Oh, and we bought a crib! Yay! It is beautiful, and my sweet mom/dad/hubby drove me all the way to Charlotte one night after work just to buy it! Thanks guys! Love ya!



Baby Hayes has started to get a few more items added to his/her wardrobe, and everything we have gotten is absolutely adorable! Here are a few pics of the cute stuff...


Precious onesie from a SUPER friend
Bow comes off if it is a boy!

ECU bib :)
Thanks Kim!

And these boots I just HAD to have...


August 1st

Well, I just returned from a visit to NY, in which I told my grandma and grandpa that they were going to be great-grandparents. It was just as awesome in real life as I had hoped, and they were both ecstatic!

Also, my brother now knows. I sent him a t-shirt that says "This guy is going to be an uncle". When he finally got it, he called and asked if it was for real. Of course, it is for real :)

That is still so weird to say- It is real. I am pregnant.

YAY!

The best feeling in the world... actually, I feel pretty bad but I am SO happy.

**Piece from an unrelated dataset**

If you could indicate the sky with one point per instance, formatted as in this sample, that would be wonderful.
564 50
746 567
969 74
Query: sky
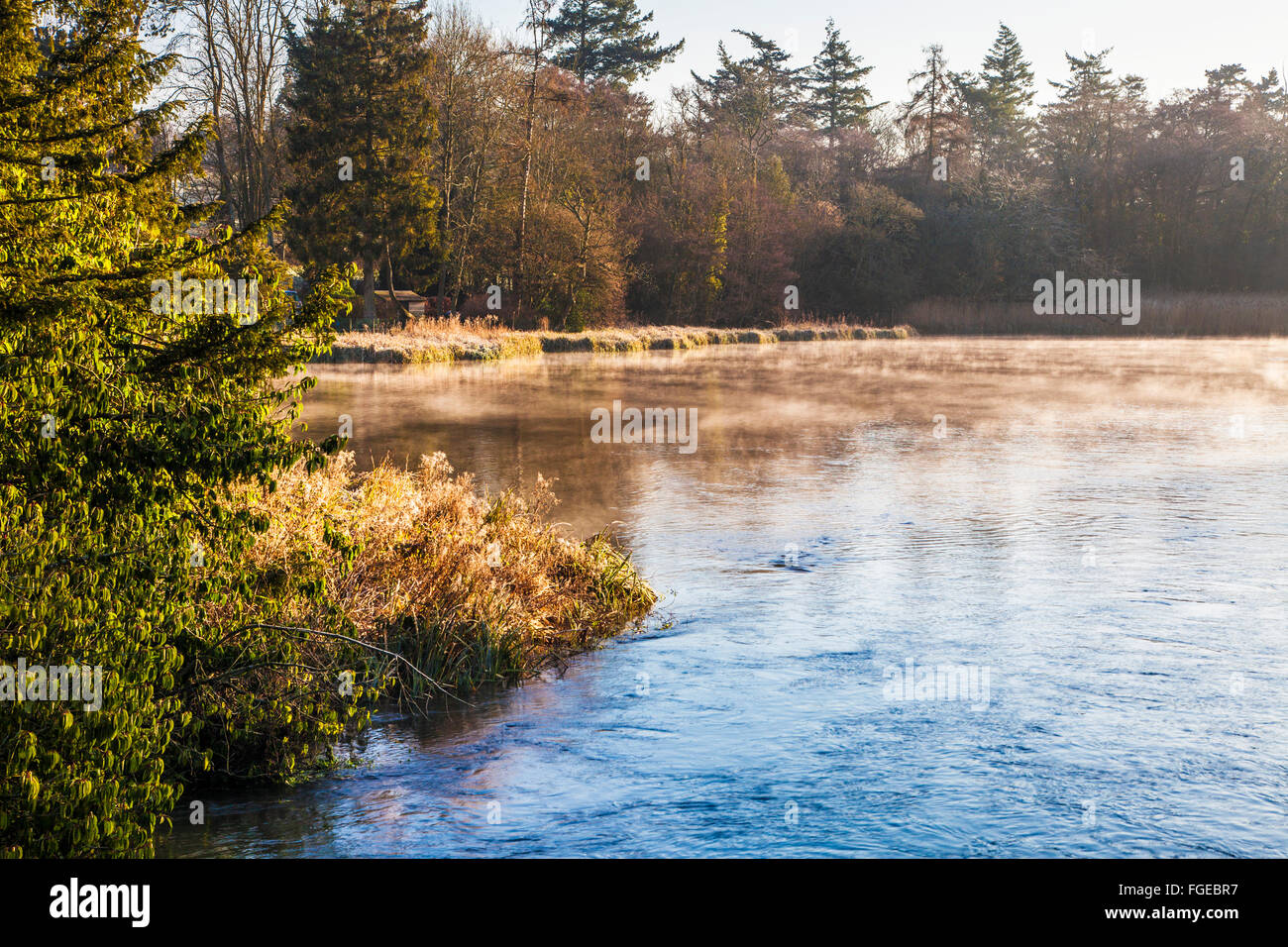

Speaking of feeling bad, things have been hit or miss lately. Some days are good and others are not. I have been taking some medicine the doctor gave me pretty religiously and that definitely helps.

I have an appointment on the 8th- just an internal exam, nothing too exciting. Then, our N/T scan on the 14th, which is less than 2 weeks away! I can not wait to see our little guy/girl back on the screen and see his/her heart beating. After that appointment, we will be sharing our news with the world. At this point, we are just praying that all is well with our little prune-sized miracle :)

Wow...

Yesterday, July 15th, was a day I will never forget. D & I went to our first appointment to see our little guy/girl.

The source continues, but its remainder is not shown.